株主総会議事録の重要性

 中小企業では、代表取締役(社長)一人または少数の取締役によって会社経営の意思決定が行われており、株主も社長(あるいは複数の親族)自身であるケースが多いものと思われます。
 このような会社においても、最高の意思決定機関は株主総会であり、株主総会議事録は、意思決定の根拠資料として様々な場面で重要となります。
 そこで今回は中小企業における株主総会議事録の基本的な事項について、触れてみたいと思います。なお、議事録の文例については他のHP等でも多く紹介されていますので、割愛させていただきます。

1.定時株主総会
(1)位置づけ
  毎決算期後に開催される株主総会です。会計期間が1年の会社では毎年1回必ず開催されるものとなります。会社ごとに定款に定めがあるはずですが、毎決算期後3か月以内に開催するとされているものがほとんどです。
(2)決議事項
 ①決算承認に関する決議
  その事業年度の決算内容について、取締役又は監査役が株主に対して報告を行い、決算内容の承認を決議します。
 ②配当に関する決議
  配当金を支払う場合には、配当の種類、割当の内容、効力発生日等を決議します。種類株式を発行している会社は、内容を株式の種類ごとに議事録に残しておくことが大切です。
 ③役員報酬に関する決議
  役員報酬の総額(全取締役に対する年間報酬として、会社として支給できる限度額)を決議します(※)。続いて、取締役会非設置会社においては、個々の役員毎に役員報酬の月額、年額を決議します。税務の面からポイントとなるのは、個々の役員毎に「〇月分の報酬から月額〇〇〇円とする」と記載する等、人別に金額と時期を明確にしておくことです。
  ※支給限度額を定款で定めている会社もあります。
 ④役員の改選等に関する決議
  取締役や監査役の任期が到来した場合には、定時株主総会において改選(重任)を決議します。

  ①~④でご紹介したものは、多くの会社で出てくるであろうものです。上記以外にも株主総会での決議事項について、定時株主総会を開催するタイミングで決議できるものについては、定時株主総会で決議し議事録に残すことになります。

2.臨時株主総会
(1)位置づけ
上記のように、定時株主総会は1年に1度開催されるものです。しかし、会社は日々動いていますので、定時株主総会以外のタイミングで株主総会を開く必要性が出てきます。
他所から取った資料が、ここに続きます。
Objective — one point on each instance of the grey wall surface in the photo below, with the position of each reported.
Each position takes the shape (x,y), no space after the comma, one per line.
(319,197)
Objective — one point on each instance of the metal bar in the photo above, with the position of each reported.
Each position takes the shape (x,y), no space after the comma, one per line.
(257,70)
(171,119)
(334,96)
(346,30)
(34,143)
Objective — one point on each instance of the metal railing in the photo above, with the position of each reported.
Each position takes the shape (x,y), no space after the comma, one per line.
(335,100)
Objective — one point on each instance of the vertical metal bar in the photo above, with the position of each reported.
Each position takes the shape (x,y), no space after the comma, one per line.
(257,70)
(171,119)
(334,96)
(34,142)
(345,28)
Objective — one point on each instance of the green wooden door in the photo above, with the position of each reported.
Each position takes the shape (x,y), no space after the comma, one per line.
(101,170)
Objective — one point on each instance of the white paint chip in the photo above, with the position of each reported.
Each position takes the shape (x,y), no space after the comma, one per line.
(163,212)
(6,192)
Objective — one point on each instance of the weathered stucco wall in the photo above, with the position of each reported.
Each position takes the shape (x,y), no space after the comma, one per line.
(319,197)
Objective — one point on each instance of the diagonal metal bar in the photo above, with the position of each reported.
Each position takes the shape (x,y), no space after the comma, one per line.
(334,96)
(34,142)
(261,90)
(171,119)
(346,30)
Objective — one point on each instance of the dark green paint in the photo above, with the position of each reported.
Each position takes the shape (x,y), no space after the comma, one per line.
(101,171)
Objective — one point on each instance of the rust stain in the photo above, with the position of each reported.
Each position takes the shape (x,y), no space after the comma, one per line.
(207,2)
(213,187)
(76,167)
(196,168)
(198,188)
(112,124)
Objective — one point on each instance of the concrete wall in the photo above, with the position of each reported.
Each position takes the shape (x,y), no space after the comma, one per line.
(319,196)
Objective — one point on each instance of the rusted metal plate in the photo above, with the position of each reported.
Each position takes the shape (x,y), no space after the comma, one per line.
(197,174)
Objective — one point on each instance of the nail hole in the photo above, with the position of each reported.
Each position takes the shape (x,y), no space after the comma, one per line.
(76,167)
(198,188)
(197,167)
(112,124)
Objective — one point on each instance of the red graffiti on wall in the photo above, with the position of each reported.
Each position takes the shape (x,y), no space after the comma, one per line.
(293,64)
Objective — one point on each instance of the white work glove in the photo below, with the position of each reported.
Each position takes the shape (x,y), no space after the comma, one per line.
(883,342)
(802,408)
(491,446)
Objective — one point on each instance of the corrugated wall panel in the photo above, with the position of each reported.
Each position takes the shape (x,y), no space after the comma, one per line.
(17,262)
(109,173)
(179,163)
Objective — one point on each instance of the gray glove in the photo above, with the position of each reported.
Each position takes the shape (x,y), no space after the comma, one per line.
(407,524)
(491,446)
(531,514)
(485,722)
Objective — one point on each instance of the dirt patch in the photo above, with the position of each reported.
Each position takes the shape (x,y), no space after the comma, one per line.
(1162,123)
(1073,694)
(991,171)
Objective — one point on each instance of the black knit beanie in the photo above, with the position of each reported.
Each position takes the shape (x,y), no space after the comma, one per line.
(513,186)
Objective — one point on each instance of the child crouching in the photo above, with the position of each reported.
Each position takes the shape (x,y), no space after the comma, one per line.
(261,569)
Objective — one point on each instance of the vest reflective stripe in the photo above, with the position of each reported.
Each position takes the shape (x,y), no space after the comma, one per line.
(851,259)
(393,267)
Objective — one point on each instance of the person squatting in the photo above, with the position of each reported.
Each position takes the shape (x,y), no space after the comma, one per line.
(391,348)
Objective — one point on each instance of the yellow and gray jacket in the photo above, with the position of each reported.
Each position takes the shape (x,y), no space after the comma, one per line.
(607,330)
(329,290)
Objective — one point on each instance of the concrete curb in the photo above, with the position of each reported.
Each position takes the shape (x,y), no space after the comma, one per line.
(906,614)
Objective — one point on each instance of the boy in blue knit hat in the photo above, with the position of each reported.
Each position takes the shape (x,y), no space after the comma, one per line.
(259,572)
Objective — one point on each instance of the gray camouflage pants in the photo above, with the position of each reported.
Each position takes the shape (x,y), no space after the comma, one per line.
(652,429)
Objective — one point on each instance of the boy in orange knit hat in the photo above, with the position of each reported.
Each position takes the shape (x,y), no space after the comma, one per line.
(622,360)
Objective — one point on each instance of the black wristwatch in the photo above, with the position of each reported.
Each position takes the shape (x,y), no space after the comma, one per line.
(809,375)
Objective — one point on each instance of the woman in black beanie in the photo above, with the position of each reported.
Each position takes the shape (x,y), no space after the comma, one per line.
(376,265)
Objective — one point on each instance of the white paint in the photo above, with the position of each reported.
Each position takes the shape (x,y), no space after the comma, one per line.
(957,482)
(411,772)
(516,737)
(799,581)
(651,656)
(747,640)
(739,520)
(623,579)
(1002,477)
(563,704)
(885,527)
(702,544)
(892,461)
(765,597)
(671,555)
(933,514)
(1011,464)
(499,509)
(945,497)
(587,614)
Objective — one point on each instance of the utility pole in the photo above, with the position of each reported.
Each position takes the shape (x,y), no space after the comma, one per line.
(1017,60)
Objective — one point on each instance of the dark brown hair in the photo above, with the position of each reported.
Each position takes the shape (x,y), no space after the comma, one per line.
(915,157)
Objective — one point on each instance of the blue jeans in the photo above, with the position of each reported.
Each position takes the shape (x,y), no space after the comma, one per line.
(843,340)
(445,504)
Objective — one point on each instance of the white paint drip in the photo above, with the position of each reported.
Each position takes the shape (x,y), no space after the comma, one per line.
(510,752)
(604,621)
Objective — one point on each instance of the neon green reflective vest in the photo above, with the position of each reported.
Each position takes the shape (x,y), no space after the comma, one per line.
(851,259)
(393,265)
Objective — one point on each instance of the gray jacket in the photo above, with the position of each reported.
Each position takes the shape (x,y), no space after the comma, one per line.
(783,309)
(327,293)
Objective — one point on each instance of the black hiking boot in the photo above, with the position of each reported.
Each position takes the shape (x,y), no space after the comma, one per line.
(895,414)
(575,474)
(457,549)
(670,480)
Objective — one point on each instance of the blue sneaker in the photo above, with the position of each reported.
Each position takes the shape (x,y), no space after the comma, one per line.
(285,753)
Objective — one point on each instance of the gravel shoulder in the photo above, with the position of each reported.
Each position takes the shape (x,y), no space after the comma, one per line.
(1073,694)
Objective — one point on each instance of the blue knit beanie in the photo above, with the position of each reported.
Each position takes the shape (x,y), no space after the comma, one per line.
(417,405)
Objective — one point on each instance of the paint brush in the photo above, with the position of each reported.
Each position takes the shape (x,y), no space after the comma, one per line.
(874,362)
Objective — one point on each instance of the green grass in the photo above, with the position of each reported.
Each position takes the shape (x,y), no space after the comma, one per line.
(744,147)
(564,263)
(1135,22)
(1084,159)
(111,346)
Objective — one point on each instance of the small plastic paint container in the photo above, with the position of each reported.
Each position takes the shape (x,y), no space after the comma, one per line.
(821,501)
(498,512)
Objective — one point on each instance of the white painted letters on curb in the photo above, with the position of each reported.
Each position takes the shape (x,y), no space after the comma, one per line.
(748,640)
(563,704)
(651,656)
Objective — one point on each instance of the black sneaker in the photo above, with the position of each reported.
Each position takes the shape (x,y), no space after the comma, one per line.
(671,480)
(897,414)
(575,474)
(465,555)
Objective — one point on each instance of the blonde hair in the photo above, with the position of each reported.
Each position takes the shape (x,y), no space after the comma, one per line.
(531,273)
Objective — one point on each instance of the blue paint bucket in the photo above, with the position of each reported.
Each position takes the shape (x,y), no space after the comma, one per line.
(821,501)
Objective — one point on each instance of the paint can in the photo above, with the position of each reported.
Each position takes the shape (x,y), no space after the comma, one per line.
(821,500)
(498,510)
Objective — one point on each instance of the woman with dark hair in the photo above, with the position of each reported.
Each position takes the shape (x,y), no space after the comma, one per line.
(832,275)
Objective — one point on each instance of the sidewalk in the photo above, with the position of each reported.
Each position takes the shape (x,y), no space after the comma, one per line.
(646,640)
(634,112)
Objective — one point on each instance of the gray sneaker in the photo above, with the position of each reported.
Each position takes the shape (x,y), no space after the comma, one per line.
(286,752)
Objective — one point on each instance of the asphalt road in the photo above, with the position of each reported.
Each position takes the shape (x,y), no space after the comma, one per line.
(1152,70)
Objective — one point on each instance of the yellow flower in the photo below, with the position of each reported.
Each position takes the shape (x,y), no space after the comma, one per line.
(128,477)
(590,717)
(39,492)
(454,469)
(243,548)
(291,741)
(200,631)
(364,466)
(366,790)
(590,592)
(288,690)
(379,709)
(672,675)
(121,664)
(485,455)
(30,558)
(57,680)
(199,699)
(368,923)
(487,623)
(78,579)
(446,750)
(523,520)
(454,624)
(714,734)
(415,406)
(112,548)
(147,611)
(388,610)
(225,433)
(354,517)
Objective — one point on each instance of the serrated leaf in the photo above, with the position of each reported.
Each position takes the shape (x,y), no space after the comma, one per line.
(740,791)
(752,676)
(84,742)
そのような際に開催されるのが臨時株主総会です。
(2)決議事項
  決議事項は様々ですが、よく出てくると思われるものを例示します。
 ①合併、事業譲渡等に関する決議
  合併や事業譲渡等を行う場合には、その合併等の契約について株主総会の承認を受ける必要があります。ここでは合併の目的などを議事録に残しておくことが大切です。
 ②役員退職慰労金の支給に関する決議
  退任した取締役に対し退職慰労金を支給する場合に、その金額や支給時期を決議します。特に役員退職慰労金規定がない場合又は規定とは異なる金額を支給する場合については、支給金額の妥当性を明らかにするために、計算方法の詳細を議事録に残す必要があります。

  上記以外にも議事録に残さなければいけないもの、あるいは残しておいた方が良いものは多岐に渡ります。そして、冒頭にも記載しましたが、議事録は会社の重要な決定事項を記録するものです。今一度議事録が整備されているか見直しを行ってみてはいかがでしょうか。